Pakistan’s bowling has come in for tap this series, but following an uplifting win on Thursday, they are expected to go in unchanged.
Pakistan (possible): 1 Fakhar Zaman, 2 Imam-ul-Haq, 3 Babar Azam (capt), 4 Mohammad Rizwan (wk), 5 Saud Shakeel, 6 Iftikhar Ahmed, 7 Khushdil Shah, 8 Mohammad Wasim, 9 Haris Rauf, 10 Zahid Mahmood, 11 Shaheen Shah Afridi
Matt Renshaw’s isolation period will be over by the time of the third ODI, but at the moment, there appears little need to tinker with the Australia top order.

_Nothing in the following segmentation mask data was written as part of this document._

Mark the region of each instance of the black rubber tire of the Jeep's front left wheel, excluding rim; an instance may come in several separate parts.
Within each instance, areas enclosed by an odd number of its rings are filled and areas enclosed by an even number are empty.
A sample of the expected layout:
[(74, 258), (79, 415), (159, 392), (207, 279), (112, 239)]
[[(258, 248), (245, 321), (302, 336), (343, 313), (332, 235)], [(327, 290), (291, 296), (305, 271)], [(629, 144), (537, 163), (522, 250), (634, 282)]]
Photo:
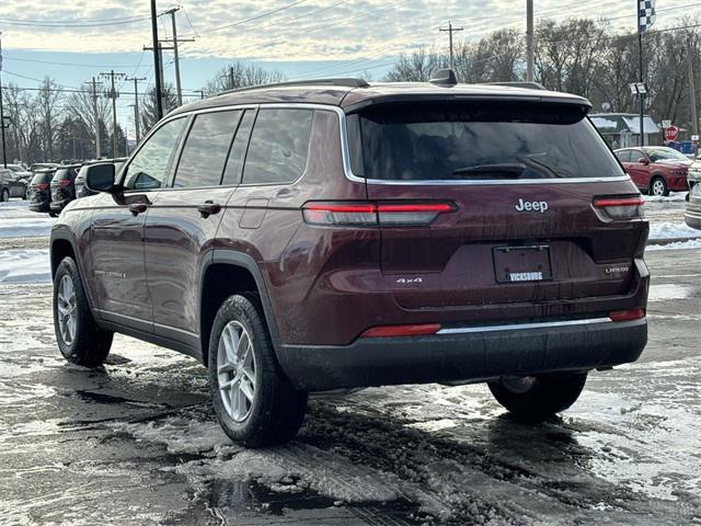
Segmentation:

With availability elsewhere limited, Australia going in unchanged would not surprise.
Australia (possible): 1 Aaron Finch (capt), 2 Travis Head, 3 Ben McDermott, 4 Marnus Labuschagne, 5 Marcus Stoinis, 6 Cameron Green, 7 Alex Carey (wk), 8 Sean Abbott, 9 Nathan Ellis, 10 Adam Zampa, 11 Mitchell Swepson
Pitch and conditions
It’s expected to be another blazingly hot afternoon in Lahore, which should give way to cooler weather as the evening draws in. Expect another batting-friendly surface.
Stats and trivia
Babar scored his 15th ODI hundred in the previous game. He got to that feat in 83 innings, the fastest in the format. Hashim Amla (86) drops down to second place in that list.
Australia last lost a bilateral multi-game ODI series against Pakistan in 2002, having won six on the bounce since then. On that occasion, Pakistan lost the first game to come back and win the following two.